Prolonged elevated heart rate and 90-Day mortality in acute pancreatitis

Prolonged elevated heart rate and 90-Day mortality in acute pancreatitis
Prolonged elevated heart rate and 90-Day mortality in acute pancreatitis

Data source

This study used data from the Medical Information Mart for Intensive Care (MIMIC)-IV version 2.2, with permission obtained for the database (No. 0403000206). Informed consent was waived due to the de-identified nature of the data. MIMIC-IV is a publicly available dataset that contains comprehensive and de-identified information of patients admitted to the ICUs of Beth Israel Deaconess Medical Center in Boston, US, spanning the period from 2008 to 20197. The MIMIC-IV dataset encompasses a total of 76,540 admissions.
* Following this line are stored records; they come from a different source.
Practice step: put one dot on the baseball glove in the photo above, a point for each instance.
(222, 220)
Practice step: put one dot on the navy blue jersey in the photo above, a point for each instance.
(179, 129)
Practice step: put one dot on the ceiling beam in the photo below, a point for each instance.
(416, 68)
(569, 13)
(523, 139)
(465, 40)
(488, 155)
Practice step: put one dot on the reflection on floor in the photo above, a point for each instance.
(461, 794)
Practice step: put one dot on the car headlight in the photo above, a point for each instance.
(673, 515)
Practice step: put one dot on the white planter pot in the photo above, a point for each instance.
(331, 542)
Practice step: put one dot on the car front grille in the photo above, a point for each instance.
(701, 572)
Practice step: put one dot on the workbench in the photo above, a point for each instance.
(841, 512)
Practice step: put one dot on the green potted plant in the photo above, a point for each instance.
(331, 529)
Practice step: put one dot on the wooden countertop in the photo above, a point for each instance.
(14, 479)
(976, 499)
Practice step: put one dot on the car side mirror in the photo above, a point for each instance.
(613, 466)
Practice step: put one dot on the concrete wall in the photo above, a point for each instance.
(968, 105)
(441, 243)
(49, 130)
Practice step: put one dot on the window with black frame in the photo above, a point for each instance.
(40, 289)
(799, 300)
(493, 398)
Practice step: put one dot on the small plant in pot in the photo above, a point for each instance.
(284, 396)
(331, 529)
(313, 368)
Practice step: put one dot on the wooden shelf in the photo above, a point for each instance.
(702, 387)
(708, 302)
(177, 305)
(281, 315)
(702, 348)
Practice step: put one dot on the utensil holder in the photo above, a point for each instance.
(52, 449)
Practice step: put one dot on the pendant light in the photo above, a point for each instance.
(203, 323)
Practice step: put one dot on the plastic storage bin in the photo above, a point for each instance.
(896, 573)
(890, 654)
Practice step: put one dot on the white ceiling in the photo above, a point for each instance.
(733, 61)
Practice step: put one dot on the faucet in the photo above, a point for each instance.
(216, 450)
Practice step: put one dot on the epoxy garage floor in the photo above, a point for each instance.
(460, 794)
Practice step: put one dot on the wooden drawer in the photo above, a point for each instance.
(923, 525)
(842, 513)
Due to the utilization of only anonymized publicly available third-party data, this study was exempt from review by the human subjects committee. The reporting of this study adhered to the guidelines outlined in the REporting of studies Conducted using Observational Routinely-collected health Data (RECORD) Statement8.

Patient selection

We included all adult patients with acute pancreatitis in the database who had their first ICU admission and a length of stay exceeding 24 h. Recorded heart rates were collected from the time of ICU admission, including the date and time of collection, and hourly medians were calculated. Any hours with missing heart rate measurements were identified, and patients were excluded if more than 20% of the hourly measurements were missing. To define prolonged elevated heart rate (peHR) episodes, we used the standard definition of 11 consecutive hourly heart rate measurements exceeding 100 beats per minute within any 12-h interval. In consideration of potential censoring due to death occurring during an episode of elevated heart rate, patients who had persistently high heart rates leading up to death were also classified as part of the peHR group using an extended definition. A sensitivity analysis was conducted excluding these patients from the peHR group, defining the episode based solely on the standard definition. Furthermore, a secondary analysis was performed by evaluating various combinations of duration and heart rate thresholds. This involved assessing different heart rate thresholds ranging from 90 to 120 beats per minute and durations ranging from 6 to 16 h.

Data extraction

The information extraction from the MIMIC-IV database was performed using Navicat Premium software (version 16). Specifically, data were extracted from the following five categories: (1) Demographics, which included age, gender, race, and weight; (2) Vital signs, encompassing temperature, heart rate, blood pressure, and pulse oxygen saturation; (3) Comorbidities, consisting of conditions such as myocardial infarction, congestive heart failure, peripheral vascular disease, cerebrovascular disease, dementia, chronic pulmonary disease, rheumatic disease, peptic ulcer disease, liver disease, diabetes, renal disease, and malignant cancer; (4) Treatments, including the use of vasopressors/inotropes, beta-blockers, and mechanical ventilation; (5) Duration of hospitalization, follow-up survival status, and follow-up survival time. The database provided 1-year follow-up information for all discharged patients.

Laboratory variables were exclusively obtained from the initial 24 h following patient admission. In instances where multiple results were available, the average value was used. To mitigate potential bias, variables with missing values ​​exceeding 10% were excluded. For variables with less than 10% missing values, the imputation process used the predictive mean matching method with distance aided selection of donors, which was implemented using the ‘mice’ package in the R software 9.

Outcomes

We decided in advance to use the 90-day mortality as the primary outcome measure, considering it to be more meaningful than in-hospital mortality and less susceptible to being affected by underlying non-acute disease states.

Statistical analysis

Statistical analysis included t-tests or analysis of variance (ANOVA) for continuous variables. Continuous variables were presented as mean ± standard deviation or median (interquartile range, IQR). For categorical variables, numbers (proportions) were used, and the analysis was conducted using chi-square tests, corrected chi-square tests, or Fisher’s exact test. Kaplan–Meier survival analysis was employed to assess the incidence rate of major outcome events in distinct stratified groups based on elevated prolonged heart rate (peHR). Disparities were evaluated using log-rank tests. Cox regression analysis was performed to investigate the association between peHR and the 90-day mortality rate. Statistical analysis was performed using the software Stata 15.1 (https://www.stata.com/) and R 4.2.1 (https://www.r-project.org/) in the Windows operating system. Statistical significance was set at a p-value of less than 0.05.

Ethics approval and consent to participate

The study was an analysis of a third-party anonymized publicly available database with pre-existing institutional review board (IRB) approval. The Institutional review boards at the Beth Israel Deaconess Medical Center (protocol 2001-P-001699/14) and Massachusetts Institute of Technology (protocol 0403000206) have approved the data collection and the use of MIMIC-IV for research purposes and granted waiver of informed consent All methods were carried out in accordance with relevant guidelines and regulations.